Like with any other startup venture, there are and will always be plenty of challenges. Especially when you are operating internationally, you need to quickly gain an understanding of the needs and pains in completely different healthcare systems. It’s like having to raise your own bar and level every week. By the time you have grown to face a challenge, here comes another!
Maybe one of the challenges that requires ongoing work is sitting with leading professionals and advocating for women’s intimate and sexual health to be at the forefront of the healthcare agenda. We need better care protocols. The fact that certain concerns get silenced doesn’t mean they don’t have a tremendous impact on a women’s wellbeing. Whenever a sports player gets injured there are specific physical therapy protocols to restore the muscles, and yet women give birth, which causes a lot of stress on the abdominals and the pelvic floor, and we are expected to magically bounce back. Physical therapy and continued support should be an established part of at least the first 6 months after delivery so that we provide women with the support for a successful recovery.
Being a founder is an ongoing struggle, particularly in this sensitive space. How do you practice self-care and maintain your own mental health?
I aim to get better at that, and to establish a daily meditation practice, because I’m still not fully consistent and I think that for me it is the key to staying grounded when things get tough.
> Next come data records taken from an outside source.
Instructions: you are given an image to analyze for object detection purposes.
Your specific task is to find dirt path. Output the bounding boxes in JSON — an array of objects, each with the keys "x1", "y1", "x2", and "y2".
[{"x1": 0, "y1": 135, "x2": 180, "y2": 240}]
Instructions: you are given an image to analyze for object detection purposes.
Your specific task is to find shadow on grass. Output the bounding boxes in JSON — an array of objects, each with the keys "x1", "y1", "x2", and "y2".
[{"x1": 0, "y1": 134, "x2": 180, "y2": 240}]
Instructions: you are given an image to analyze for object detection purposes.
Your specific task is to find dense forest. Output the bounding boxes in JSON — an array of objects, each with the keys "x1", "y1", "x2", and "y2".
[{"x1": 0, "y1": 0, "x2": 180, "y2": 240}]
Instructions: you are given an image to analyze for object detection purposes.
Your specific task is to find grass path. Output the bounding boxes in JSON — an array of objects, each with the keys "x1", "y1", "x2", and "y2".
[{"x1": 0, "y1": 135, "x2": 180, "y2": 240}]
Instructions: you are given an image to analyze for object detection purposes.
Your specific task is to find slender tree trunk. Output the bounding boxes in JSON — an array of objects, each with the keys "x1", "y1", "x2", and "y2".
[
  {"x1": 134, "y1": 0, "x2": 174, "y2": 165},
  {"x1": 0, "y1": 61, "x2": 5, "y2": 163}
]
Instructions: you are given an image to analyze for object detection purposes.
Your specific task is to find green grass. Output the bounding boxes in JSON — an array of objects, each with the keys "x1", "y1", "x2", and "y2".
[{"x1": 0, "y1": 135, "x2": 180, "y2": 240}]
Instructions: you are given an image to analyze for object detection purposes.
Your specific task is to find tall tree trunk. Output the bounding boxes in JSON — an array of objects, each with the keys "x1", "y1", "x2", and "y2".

There have been difficult moments in the past 3 years, and my 3 workouts a week and some daily meditation helped me push through until the storm had passed. I’d say the biggest act of self-care for me is to have a personal coach that has helped me navigate my emotions during big transitions. I work with him regularly and it makes a big difference. When you are leading a company, there is a lot of pressure not just to always perform, but also to always look like you are on top of everything and have it all figured out – and honestly this is hardly the truth. Therefore, it is crucial to have close mentors and a coach you can rely on to discuss your challenges, and to get the mental health support you need to successfully address challenges.
What advice would you give to people to advocate for themselves with their healthcare providers?
If you are not satisfied with the solution you were given, or your concerns are being slightly disregarded but your gut tells you there’s something off, seek a second opinion. Be informed, look for trustworthy resources to understand your symptoms, and express your concerns openly. We are operating in a system where doctors usually don’t have more than 15 min per patient, therefore sometimes advocacy is important!